Amino Acid Biosynthetic Pathways Are Required for Klebsiella pneumoniae Growth in Immunocompromised Lungs and Are Druggable Targets during Infection
August, 2019
Rebecca J. Silver, Michelle K. Paczosa, Anne L. McCabe, Joan-Miquel Balada-Llasat, James D. Baleja, Joan Mecsas
Antimicrob Agents Chemother. 2019 Jul 25;63(8). pii: e02674-18. doi: 10.1128/AAC.02674-18. Print 2019 Aug.

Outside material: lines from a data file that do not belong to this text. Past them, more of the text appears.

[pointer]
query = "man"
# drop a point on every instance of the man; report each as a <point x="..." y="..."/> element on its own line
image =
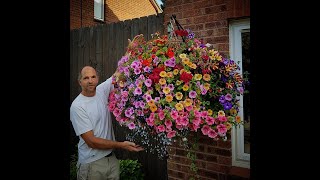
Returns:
<point x="92" y="122"/>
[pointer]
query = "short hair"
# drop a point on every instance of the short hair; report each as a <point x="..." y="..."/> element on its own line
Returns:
<point x="80" y="75"/>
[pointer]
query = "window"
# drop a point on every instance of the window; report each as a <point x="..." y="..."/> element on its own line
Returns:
<point x="240" y="51"/>
<point x="99" y="10"/>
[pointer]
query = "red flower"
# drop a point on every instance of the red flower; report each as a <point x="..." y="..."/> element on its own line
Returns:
<point x="186" y="77"/>
<point x="170" y="53"/>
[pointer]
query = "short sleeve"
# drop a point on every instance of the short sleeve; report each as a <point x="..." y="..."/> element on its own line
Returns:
<point x="80" y="121"/>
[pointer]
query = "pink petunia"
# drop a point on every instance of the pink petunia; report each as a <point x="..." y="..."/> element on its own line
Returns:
<point x="174" y="114"/>
<point x="171" y="134"/>
<point x="222" y="128"/>
<point x="161" y="128"/>
<point x="131" y="125"/>
<point x="212" y="133"/>
<point x="168" y="123"/>
<point x="210" y="120"/>
<point x="192" y="94"/>
<point x="116" y="112"/>
<point x="148" y="82"/>
<point x="161" y="115"/>
<point x="205" y="129"/>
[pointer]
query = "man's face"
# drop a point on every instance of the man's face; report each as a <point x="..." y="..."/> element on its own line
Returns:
<point x="89" y="80"/>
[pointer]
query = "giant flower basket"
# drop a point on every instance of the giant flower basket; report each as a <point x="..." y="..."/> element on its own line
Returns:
<point x="167" y="88"/>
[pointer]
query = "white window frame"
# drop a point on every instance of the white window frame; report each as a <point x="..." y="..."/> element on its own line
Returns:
<point x="239" y="157"/>
<point x="99" y="10"/>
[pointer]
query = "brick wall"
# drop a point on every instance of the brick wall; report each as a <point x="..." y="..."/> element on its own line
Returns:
<point x="128" y="9"/>
<point x="82" y="14"/>
<point x="208" y="19"/>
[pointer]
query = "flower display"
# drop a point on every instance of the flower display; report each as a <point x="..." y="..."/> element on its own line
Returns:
<point x="167" y="88"/>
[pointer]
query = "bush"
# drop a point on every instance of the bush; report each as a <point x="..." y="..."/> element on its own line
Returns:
<point x="130" y="170"/>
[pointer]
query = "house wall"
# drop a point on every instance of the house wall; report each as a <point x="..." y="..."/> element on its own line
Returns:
<point x="82" y="14"/>
<point x="128" y="9"/>
<point x="209" y="20"/>
<point x="82" y="11"/>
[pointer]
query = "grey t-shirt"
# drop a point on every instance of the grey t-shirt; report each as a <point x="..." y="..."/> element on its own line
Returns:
<point x="92" y="113"/>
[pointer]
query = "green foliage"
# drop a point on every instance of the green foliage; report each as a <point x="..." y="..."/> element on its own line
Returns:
<point x="131" y="170"/>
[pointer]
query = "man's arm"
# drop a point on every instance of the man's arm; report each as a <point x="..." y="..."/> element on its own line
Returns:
<point x="99" y="143"/>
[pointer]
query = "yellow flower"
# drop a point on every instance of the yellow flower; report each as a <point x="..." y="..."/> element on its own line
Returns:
<point x="182" y="70"/>
<point x="206" y="86"/>
<point x="206" y="77"/>
<point x="166" y="90"/>
<point x="169" y="74"/>
<point x="185" y="87"/>
<point x="178" y="82"/>
<point x="175" y="71"/>
<point x="238" y="119"/>
<point x="179" y="95"/>
<point x="163" y="74"/>
<point x="229" y="125"/>
<point x="233" y="111"/>
<point x="185" y="61"/>
<point x="169" y="98"/>
<point x="197" y="77"/>
<point x="193" y="66"/>
<point x="188" y="102"/>
<point x="153" y="108"/>
<point x="162" y="81"/>
<point x="151" y="102"/>
<point x="183" y="56"/>
<point x="179" y="106"/>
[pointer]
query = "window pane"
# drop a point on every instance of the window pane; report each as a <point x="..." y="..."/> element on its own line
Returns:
<point x="245" y="38"/>
<point x="98" y="7"/>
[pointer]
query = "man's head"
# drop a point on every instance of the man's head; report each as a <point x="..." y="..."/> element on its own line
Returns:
<point x="88" y="80"/>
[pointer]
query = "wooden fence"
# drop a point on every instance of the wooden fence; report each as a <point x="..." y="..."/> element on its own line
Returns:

PMID: 31109974 | PMCID: PMC6658747| DOI:10.1128/AAC.02674-18
Abstract
The emergence of multidrug-resistant Klebsiella pneumoniae has rendered a large array of infections difficult to treat. In a high-throughput genetic screen of factors required for K. pneumoniae survival in the lung, amino acid biosynthesis genes were critical for infection in both immunosuppressed and wild-type (WT) mice. The limited pool of amino acids in the lung did not change during infection and was insufficient for K. pneumoniae to overcome attenuating mutations in aroA, hisA, leuA, leuB, serA, serB, trpE, and tyrA in WT and immunosuppressed mice. Deletion of aroA, which encodes 5-enolpyruvylshikimate-3-phosphate (EPSP) synthase class I, resulted in the most severe attenuation. Treatment with the EPSP synthase-specific competitive inhibitor glyphosate decreased K. pneumoniae growth in the lungs. K. pneumoniae expressing two previously identified glyphosate-resistant mutations in EPSP synthase had significant colonization defects in lung infection. Selection and characterization of six spontaneously glyphosate-resistant mutants in K. pneumoniae yielded no mutations in aroA Strikingly, glyphosate treatment of mice lowered the bacterial burden of two of three spontaneous glyphosate-resistant mutants and further lowered the burden of the less-attenuated EPSP synthase catalytic mutant. Of 39 clinical isolate strains, 9 were resistant to glyphosate at levels comparable to those of selected resistant strains, and none appeared to be more highly resistant. These findings demonstrate amino acid biosynthetic pathways essential for K. pneumoniae infection are promising novel therapeutic targets.